English is a living, evolving spoken language and it has always been the role of the English dictionaries to document the common usage of the spoken language rather than prescribe it. There is a widely-held misconception that "The Dictionary" (as if there was only one), is the "official" definition of English, that all the words in there have been approved by some erudite powers that be, and if it aint in the dictionary then it aint a proper word.
That may be true in some languages, but it isn't the case in English. The English Dictionaries (and there are many of them) are compiled to reflect common usage, not to dictate it. In that sense, if people frequently and lastingly use the word "thang" instead of "thing" then it is right for dictionaries to include it.
But what about "grrl"? That's a deliberate misspelling of girl, and sometimes its spelt "grrl" and sometimes "grrrrrl". If you didn't know it was a substitute for girl then you would have no clue how to pronounce it. Is that how we want the English language to evolve?
So how does the dictionary publisher decide what to include? The criteria for many has long been that if a word or phrase is found in print from several different sources then this is evidence that it is widely understood and accepted, and is therefore a candidate for inclusion. But that rule of eligibility was conceived long before desktop computers, when an article in print would have already passed through several layers of editor and proof-reader, each eliminating spelling errors and shorthand slang. Any new words that survived that process would be included out of necessity.
Now, in the internet age, original writing is a rarity, and proof reading less so. Companies issue a press release and many otherwise respectable publications repeat it verbatim, complete with any jargon it uses, making it much more difficult to decide when a phrase is genuinely in widespread usage. Added to that, the internet is a mass of unchecked articles such as this one you are reading now, as well as comments in forums, blogs, tweets, chatroom logs, and so on. Should we be using this material as reference source for our language?
The value we used to place on dictionaries was that they gave us common and unambiguous ways to communicate, the spelling to use that other people would understand, explanations of how words are usually pronounced, and definitions of what they mean. Now though, dictionary publishers seem too happy to court controversy and grab cheap publicity by including ever-more controversial words invented by marketeers and computer geeks such as "pwned" and elevating it to word status. In the long term, this just damages the credibility of dictionaries in general.

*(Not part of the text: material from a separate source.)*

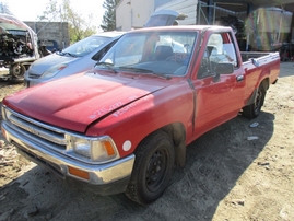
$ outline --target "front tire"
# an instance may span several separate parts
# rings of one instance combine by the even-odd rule
[[[140,205],[155,201],[168,186],[174,164],[175,150],[170,137],[164,131],[151,133],[136,151],[127,197]]]
[[[260,114],[260,109],[264,103],[266,91],[260,85],[257,91],[255,102],[248,106],[243,107],[243,116],[247,118],[256,118]]]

If a dictionary is going to include grrl then I think there is an even greater case for including other more commonplace corruptions such as plz, r, u, urs and wtf? Which will be the first major dictionary to go for the publicity jackpot of using "2" as an acceptable form of "to", "two" and "too" and to hell with the ambiguity it causes? And if they did so, would they then also feel obliged to accept "in2" as an alternative form of "into", "2day" for "today", and "22" as the name of a ballerina's skirt?
27th May 2011
This article comes from the SKILLZONE email newsletter, published monthly since January 2008, and covering topics related to technology and the internet. All articles and artwork in the SKILLZONE newsletter are orignal content.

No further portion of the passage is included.